The Sinai "Proof" and other Psychological Kiruv "Proofs"

- Why does the supposed in Redactor in the DH sometimes try to resolve contradictions and sometimes not?

- If the Torah was written by man how could it make such outrageous promises about Shmitta?

- How could anyone believe a fake Sinai revelation?

This is the ammunition of kiruv guys to convince people that it is rational and necessary to believe in Judaism. The mistake these people are making is that they believe they can accurately predict human psychology. Human psychology is just so complex that it is almost impossible to say what exactly people will actually do. I suppose these kiruv arguments also have just a little to much faith in human intelligence. Here is an update: people are capable of being very very very stupid. You can't always rationalize the strange and sometimes impulsive things people do (especially a long time ago when almost nobody was educated)

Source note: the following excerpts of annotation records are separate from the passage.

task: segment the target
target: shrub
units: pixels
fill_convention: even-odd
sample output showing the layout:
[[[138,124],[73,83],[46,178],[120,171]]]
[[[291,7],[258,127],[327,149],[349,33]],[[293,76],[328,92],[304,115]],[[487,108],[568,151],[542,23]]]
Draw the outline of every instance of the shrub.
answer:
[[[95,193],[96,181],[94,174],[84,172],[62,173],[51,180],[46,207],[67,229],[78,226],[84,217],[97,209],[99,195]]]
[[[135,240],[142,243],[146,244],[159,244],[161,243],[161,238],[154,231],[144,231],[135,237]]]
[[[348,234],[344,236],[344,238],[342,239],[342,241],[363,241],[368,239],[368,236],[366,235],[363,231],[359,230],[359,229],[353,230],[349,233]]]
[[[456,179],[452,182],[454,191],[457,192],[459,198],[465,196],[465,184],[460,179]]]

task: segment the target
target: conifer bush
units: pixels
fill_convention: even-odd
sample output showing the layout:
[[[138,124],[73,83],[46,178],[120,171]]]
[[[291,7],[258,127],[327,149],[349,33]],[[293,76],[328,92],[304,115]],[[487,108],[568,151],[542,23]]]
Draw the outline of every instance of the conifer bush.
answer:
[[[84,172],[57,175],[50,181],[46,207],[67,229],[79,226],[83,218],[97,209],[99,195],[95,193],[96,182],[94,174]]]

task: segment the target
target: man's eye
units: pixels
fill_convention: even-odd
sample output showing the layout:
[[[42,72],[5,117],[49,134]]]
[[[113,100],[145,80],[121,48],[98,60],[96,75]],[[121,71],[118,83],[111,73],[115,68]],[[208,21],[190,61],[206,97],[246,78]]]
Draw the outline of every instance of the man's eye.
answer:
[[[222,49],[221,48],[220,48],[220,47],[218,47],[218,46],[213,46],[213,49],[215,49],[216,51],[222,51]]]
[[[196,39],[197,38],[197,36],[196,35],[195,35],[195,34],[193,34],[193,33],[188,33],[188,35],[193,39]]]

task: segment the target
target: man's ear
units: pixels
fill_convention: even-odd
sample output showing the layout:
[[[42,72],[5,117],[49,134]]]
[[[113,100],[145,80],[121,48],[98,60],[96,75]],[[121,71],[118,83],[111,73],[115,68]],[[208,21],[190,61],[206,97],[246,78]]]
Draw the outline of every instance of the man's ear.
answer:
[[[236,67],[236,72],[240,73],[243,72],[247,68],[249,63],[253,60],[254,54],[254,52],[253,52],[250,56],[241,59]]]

Once I'm on topic I just want to point out that the phenomenon of Shmitta happened in historical times! How could a human tell all the Jews not to cultivate for a year and then make the divine promise that they would have enough grain to make it by!?

Well what about the South African Xhosa?

From Wikipedia
"In April or May 1856, the teenaged Nongqawuse and her friend Nombanda went to fetch water from a pool near the mouth of the Gxarha River. When she returned, Nongqawuse told her uncle and guardian Mhlakaza, a Xhosa spiritualist, that she had met the spirits of three of her ancestors.She claimed that the spirits had told her that the Xhosa people should destroy their crops and kill their cattle, the source of their wealth as well as food. In return the spirits would sweep the British settlers into the sea. The Xhosa would be able to replenish the granaries, and fill the kraals with more beautiful and healthier cattle.Mhlakaza repeated the prophecy to Paramount Chief Sarhili. Sarhili ordered his followers to obey the prophecy, causing the cattle-killing movement to spread to an unstoppable point. The cattle-killing frenzy affected not only the Gcaleka, Sarhili's clan, but the whole of the Xhosa nation. Historians estimate that the Gcaleka killed between 300,000 and 400,000 head of cattle."